Methods: This retrospective study was conducted at a twelve-bed tertiary-care combined medical and surgical pediatric intensive care unit of the Ondokuz Mayıs University Medical School, Samsun, Turkey. In 37 of 341 deaths (10.8%), a diagnosis of brain death was identified. The primary insult causing brain death was post-cardiorespiratory arrest in 8 (21.6%), head trauma in 8 (21.6%), and drowning in 4 (18.9%). In all patients, transcranial Doppler ultrasound was utilised as an ancillary test and test was repeated until it was consistent with brain death.

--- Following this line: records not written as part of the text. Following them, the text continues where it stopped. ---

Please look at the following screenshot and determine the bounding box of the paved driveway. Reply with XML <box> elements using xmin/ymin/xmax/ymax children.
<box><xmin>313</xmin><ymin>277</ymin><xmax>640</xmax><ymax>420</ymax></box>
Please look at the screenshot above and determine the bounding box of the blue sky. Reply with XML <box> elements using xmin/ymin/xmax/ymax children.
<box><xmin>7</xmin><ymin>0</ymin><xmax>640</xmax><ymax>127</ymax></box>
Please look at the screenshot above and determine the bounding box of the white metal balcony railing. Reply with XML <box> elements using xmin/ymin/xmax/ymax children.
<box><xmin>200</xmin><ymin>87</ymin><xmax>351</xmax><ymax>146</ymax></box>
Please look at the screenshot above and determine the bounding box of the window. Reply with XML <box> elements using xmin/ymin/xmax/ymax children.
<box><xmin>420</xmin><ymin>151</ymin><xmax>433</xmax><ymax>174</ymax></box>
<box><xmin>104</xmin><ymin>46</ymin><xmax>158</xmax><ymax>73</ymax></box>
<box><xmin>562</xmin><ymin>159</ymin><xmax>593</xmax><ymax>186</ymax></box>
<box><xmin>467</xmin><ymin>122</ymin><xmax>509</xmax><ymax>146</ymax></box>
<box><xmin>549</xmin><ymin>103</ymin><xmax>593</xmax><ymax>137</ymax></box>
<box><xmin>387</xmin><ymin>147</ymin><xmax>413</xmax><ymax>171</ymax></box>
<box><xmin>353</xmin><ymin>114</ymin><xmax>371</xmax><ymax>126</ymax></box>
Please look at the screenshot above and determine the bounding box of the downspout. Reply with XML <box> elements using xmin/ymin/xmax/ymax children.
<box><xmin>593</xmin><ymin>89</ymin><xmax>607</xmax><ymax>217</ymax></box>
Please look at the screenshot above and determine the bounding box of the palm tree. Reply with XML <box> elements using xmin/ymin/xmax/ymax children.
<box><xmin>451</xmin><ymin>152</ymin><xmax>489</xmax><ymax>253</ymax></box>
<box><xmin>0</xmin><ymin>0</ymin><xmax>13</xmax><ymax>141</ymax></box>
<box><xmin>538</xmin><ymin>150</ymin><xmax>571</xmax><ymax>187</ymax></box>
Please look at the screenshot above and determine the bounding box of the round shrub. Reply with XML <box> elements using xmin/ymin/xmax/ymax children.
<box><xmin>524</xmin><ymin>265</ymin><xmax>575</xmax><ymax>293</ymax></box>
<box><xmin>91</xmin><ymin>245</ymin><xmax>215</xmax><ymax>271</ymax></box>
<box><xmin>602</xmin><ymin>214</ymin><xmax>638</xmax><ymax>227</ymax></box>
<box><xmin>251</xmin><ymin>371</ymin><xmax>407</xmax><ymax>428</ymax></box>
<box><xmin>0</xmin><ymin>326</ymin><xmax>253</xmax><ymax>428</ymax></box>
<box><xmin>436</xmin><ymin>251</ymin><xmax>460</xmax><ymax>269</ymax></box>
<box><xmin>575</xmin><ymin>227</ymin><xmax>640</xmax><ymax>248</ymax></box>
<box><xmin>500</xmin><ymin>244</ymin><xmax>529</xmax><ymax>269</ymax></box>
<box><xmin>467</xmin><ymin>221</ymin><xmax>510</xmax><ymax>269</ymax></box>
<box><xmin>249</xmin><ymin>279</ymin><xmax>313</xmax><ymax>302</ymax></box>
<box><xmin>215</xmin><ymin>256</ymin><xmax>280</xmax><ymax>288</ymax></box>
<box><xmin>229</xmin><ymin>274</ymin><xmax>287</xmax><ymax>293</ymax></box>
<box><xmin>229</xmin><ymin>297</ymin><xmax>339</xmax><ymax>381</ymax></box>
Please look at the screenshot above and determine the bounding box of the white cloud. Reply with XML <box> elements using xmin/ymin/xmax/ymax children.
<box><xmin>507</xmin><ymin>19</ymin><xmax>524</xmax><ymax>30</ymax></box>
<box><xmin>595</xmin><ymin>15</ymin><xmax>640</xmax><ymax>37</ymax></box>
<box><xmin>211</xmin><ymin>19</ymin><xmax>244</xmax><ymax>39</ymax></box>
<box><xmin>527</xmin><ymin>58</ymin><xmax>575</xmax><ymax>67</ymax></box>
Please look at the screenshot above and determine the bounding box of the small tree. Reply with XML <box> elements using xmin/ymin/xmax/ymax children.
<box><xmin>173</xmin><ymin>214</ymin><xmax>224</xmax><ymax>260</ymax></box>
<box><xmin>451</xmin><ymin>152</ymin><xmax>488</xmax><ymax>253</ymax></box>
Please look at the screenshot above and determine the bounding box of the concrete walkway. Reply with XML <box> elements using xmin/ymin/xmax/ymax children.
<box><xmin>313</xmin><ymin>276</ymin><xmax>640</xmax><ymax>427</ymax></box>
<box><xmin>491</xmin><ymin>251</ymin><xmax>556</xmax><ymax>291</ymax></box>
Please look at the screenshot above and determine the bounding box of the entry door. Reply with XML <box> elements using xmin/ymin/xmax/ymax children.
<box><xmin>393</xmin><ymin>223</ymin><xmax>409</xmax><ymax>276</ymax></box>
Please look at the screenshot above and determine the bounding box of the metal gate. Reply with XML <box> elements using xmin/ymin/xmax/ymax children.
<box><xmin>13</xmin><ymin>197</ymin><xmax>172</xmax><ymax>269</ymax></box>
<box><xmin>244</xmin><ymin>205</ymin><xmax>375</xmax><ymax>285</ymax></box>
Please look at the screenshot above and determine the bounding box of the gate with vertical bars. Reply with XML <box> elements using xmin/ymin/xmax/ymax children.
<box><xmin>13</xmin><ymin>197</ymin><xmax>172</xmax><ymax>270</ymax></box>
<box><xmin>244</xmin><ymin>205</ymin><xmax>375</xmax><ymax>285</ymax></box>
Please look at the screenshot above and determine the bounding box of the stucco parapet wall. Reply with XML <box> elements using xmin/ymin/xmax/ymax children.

Results: In 33 (89%) patients, central diabetes insipidus was determined at or near the time brain death was confirmed. The four patients not diagnosed with CDI had acute renal failure, and renal replacement treatment was carried out. The consent rate for organ donation was 18.9%, and 16.7% of potential donors proceeded to actual donation
Conclusion: In the current study the consent rate for organ donation is relatively low compared to the rest of the world. The prevalence of central diabetes insipidus in this pedaitric brain death population is higher than reports in the literature, and acute renal failure accounted for the lack of central diabetes insipidus in four patients with brain death. Further studies are needed to explain normouria in brain-dead patients.